Por outro lado, benefícios têm um papel: como condenar um programa que beneficia a moradia para a baixa renda, por exemplo? Quais são as alternativas?
Fazer uma correlação entre custos e oportunidades. Não houve um programa consistente, envolvendo outros governos, para criar moradia e, ao mesmo tempo, infraestrutura urbana e social, com creches, escolas, postos de saúde, transportes. A distribuição das moradias parece ter tido muito mais uma finalidade eleitoral imediata. Pode ter beneficiado mais os proprietários de terras e construtores do que as famílias mais pobres.
Os benefícios fiscais contornam o sistema de cobrança de impostos. A reforma tributária seria uma alternativa melhor?

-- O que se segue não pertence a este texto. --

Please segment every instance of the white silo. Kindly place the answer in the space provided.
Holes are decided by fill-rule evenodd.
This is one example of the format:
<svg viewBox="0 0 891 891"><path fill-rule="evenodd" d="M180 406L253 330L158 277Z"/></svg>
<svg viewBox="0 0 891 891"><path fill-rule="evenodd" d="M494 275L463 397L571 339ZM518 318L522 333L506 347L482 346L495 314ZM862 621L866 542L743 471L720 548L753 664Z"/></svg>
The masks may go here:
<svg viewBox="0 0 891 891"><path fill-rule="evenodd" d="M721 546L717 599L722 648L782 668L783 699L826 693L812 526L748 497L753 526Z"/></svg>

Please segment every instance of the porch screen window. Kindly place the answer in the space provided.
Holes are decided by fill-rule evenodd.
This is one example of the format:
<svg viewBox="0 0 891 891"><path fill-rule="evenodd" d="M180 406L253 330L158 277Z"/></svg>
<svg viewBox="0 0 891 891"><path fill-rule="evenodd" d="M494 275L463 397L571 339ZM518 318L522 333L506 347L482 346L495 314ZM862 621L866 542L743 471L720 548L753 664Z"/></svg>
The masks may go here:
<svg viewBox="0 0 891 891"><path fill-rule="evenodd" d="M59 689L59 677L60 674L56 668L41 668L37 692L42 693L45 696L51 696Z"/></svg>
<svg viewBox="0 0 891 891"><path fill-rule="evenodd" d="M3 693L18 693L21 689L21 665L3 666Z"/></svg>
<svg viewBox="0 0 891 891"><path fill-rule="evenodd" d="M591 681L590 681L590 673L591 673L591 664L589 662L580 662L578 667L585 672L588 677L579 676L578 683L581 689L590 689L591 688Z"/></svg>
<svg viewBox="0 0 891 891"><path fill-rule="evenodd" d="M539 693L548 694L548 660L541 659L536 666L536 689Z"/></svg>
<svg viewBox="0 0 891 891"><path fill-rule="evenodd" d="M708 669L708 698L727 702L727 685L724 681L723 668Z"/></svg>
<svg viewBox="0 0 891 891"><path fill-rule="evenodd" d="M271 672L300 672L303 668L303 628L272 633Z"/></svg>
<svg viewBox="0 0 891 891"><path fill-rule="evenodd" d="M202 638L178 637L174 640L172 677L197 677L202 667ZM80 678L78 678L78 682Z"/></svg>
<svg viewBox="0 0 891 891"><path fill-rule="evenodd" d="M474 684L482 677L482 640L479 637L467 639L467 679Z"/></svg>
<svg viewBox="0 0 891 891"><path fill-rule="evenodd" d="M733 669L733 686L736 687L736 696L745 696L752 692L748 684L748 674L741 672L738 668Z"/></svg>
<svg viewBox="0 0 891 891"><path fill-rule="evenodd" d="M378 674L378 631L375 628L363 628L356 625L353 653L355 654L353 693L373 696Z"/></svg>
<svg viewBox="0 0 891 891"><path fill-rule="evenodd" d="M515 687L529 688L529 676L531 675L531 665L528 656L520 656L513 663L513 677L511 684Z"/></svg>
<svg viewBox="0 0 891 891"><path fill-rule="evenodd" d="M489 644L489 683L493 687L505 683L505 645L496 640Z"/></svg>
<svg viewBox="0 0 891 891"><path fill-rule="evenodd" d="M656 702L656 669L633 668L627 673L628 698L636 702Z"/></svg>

Sim. Mas o sistema atual tem tantas distorções que nem dá mais para ser reformado. É preciso construir, ainda que aos poucos, um novo e moderno sistema tributário. É melhor reduzir o imposto para todos do que fazer concessões absurdamente caras que beneficiam muitos poucos.
Como se reverte tantos benefícios, que agora já comprometem mais de 6% do PIB?
Com vontade política. A mesma vontade que se teve para fazer as concessões de benefícios dispararem, deveria se ter para cortar. Também é preciso ter capacidade técnica, para dar total transparência sobre quanto custa, quem beneficia, trazer à luz o resultado e, a partir daí, avaliar quais são os bons e maus benefícios.